[Seqinr-forum] searching for sequences from Aspergillus nidulans in 'genbank'
Coghlan, Avril
A.Coghlan at ucc.ie
Wed Nov 18 18:45:18 CET 2009
Dear Jean and Simon,
Thank you for your helpful replies.
That is much clearer to me now.
To help figure out why there is a difference between the 2,100 sequences retrieved via acnuc, and the 2,404 sequences retrieved by searching the NCBI website directly, would it be helpful if I printed out the sequences found by both searches for you?

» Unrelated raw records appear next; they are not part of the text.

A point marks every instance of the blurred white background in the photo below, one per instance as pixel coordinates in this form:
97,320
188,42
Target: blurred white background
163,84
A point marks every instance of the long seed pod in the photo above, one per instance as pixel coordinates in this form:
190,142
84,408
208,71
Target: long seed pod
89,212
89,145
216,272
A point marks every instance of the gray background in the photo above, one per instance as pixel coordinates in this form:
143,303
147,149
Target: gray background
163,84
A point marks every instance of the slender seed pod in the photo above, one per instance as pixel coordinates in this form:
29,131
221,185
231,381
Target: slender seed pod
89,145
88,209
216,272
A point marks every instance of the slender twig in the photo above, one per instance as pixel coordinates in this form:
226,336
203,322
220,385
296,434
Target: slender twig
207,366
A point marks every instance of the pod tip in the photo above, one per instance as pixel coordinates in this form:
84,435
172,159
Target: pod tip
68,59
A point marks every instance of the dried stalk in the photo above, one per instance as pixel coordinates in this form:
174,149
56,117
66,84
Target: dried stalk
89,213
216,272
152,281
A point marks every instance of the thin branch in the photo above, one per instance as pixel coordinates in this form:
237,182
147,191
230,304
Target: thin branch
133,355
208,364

Also, I have several other cases where I find a different number of sequences when I search acnuc using SeqinR, and when I search the NCBI website directly. In some cases, the number of sequences are quite different. I am not sure why they are different, I guess that it is because I don't understand very well which data is stored in ACNUC. Would you mind explaining these cases if I gave you a list of them?
Regards, and thanks,
Avril
-----Original Message-----
From: penel at biomserv.univ-lyon1.fr [mailto:penel at biomserv.univ-lyon1.fr]
Sent: 16 November 2009 17:42
To: Jean lobry
Cc: seqinr-forum at r-forge.wu-wien.ac.at; Coghlan, Avril
Subject: Re: [Seqinr-forum] searching for sequences from Aspergillus nidulans in 'genbank'
Dear Avril and Jean,
Jean is right when he says that GenBank is divided in several divisions,
but the EST division is actualy present in GenBank under ACNUC.
(btw, you can selected sequence from a given division in acnuc by using
the keyword "division division_name":
'k=division est' will selec sequences from the EST division).
The case of the differences in number of sequences may be explained by
the following:
when you requested the NCBI with
"Aspergillus nidulans"[ORGN]
you obtain the following line
Found 29119 nucleotide sequences. Nucleotide [12271] EST [16848]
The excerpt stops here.